Someone in the Chandos art department seems to have a fixation on sleeping women. With the release of The Nutcracker Neeme Järvi and the Bergen Philharmonic Orchestra completed their Tchaikovsky ballet trilogy and, curiously, each of the CD's in this series features a reclined lady on the cover. Fair enough in the case of The Sleeping Beauty, but that floating ballerina corpse for Swan Lake was bizarre and now again we get a sleeping girl with a nutcracker doll in her arms. If this is their idea of an art form which is all about movement and energy, then somebody needs to hand these guys at Chandos a few tickets to attend a ballet performance once. In any case, these Tchaikovsky recordings have been rather peculiar in general, thinking of the oddities in the scores that were used, like these anomalous harp cadenzas in both Swan Lake and Beauty, but above all because of a maestro who seemed determined to disprove that old myth that ageing conductors have a tendency to slow down and become sentimental. Not so 77-year-old Neeme Järvi.
The Nutcracker has been done on a single CD before. With 84:35 Järvi isn't even the fastest in the world, but as we all know it's not merely about tempo choices, rather about what you do with them and how you balance them in the light of the score's intent. With such brisk speeds the Overture and the opening numbers of the ballet can still pass on disc, even if the first grins might appear and some listeners will be thinking that this Christmas party isn't one they would send their kids to. Still, the Bergen Philharmonic miraculously continues to ensure magnificent color and detail. Where Järvi lets us down, however, is in the bigger numbers, when the music suddenly becomes "serious", starting with Act I, Scene 6 (track 7 of the CD – usually called the Departure of the guests), the ensuing Battle with the mice (track 8) and the grand transformation of the room into the winter pine forest (or the when nutcracker doll turns into a dashing prince – track 9).

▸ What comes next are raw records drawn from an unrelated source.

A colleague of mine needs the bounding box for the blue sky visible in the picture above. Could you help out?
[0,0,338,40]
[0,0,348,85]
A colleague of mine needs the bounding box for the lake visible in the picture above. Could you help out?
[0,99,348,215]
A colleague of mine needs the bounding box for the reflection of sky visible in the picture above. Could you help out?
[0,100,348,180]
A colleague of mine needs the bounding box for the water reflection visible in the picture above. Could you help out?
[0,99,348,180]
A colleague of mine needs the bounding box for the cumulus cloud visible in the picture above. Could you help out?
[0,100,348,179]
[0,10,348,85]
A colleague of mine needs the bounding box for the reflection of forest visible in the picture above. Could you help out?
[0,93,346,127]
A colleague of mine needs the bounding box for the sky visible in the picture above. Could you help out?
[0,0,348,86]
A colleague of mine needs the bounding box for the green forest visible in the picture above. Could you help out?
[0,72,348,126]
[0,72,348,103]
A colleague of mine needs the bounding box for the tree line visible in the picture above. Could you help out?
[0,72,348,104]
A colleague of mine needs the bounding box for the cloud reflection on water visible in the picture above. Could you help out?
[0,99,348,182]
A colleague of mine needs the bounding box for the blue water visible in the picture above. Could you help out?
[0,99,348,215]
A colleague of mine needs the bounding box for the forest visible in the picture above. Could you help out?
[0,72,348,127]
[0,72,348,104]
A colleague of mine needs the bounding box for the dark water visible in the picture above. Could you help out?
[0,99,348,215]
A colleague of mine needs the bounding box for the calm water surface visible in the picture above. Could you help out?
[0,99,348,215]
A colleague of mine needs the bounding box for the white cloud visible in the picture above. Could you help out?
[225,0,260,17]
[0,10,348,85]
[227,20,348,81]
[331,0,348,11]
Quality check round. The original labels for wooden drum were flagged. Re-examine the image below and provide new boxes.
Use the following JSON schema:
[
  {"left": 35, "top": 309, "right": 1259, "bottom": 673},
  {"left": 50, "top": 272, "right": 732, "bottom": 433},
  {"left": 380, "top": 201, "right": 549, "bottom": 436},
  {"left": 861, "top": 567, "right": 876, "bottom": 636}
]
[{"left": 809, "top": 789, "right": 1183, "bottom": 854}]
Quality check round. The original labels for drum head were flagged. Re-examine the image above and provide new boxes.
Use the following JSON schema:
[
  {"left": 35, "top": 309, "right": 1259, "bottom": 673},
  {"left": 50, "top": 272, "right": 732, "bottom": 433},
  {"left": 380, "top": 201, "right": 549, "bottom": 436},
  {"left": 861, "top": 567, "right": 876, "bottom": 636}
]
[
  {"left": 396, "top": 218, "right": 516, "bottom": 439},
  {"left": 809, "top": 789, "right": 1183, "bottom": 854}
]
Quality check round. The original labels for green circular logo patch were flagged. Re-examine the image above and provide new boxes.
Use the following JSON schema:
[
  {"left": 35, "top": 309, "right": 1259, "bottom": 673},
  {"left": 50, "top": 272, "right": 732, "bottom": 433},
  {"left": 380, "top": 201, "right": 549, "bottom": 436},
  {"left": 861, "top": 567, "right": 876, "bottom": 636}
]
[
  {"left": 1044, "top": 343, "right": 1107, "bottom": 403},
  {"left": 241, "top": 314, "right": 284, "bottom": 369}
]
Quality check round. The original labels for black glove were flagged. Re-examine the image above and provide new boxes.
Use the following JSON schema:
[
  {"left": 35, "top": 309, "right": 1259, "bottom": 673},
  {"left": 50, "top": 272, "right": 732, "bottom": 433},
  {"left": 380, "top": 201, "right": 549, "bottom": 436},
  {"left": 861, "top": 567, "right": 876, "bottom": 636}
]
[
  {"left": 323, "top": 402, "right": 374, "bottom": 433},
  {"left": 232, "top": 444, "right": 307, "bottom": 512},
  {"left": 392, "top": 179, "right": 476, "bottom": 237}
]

Here his hasty conducting smothers every sense of feeling (forget poetry and magic), and unsentimental turns into uncaring. At this point Järvi also throws in this disc's oddity by adding a rather hilarious bim bam clock chiming ten at the beginning of the Departure of the guests, only to be followed three minutes later by the clock striking midnight. This may work on stage, but Tchaikovsky did leave that ten o'clock out of the score for a good reason. The scene of the growing Christmas tree is a speed contest, the battle is running after its own tail and the crucial transformation misses theatrical impact. It suffices to relisten to Evgeny Mravinsky and the old Leningrad Philharmonic to understand what can be found behind the notes – and he wasn't exactly a sentimental slob either.
Järvi's own transformation seems to take place with Act II, at least for a moment. In the opening scenes he finds warmth, orchestral splendor and an agreeable flow. The Divertissement is mostly well handled, too, again with remarkable playing, particularly from woodwinds and harp. Yet the Waltz of the Flowers is disappointing by its lack of dynamic contrast, its brisk tempo and quickly tiresome rubato. The Andante maestoso is coolly dispatched and only of passing interest compared to those who hadn't forgotten its connection with the theatre.
An admirably responsive and often brilliant Bergen Philharmonic, superb SACD sonics and instructive liner notes from David Nice can't conceal this Nutcracker is a pretty uneven affair, as is the whole Tchaikovsky ballet series from Bergen and Järvi. And still some continue to pretend that ballet music is easy to play.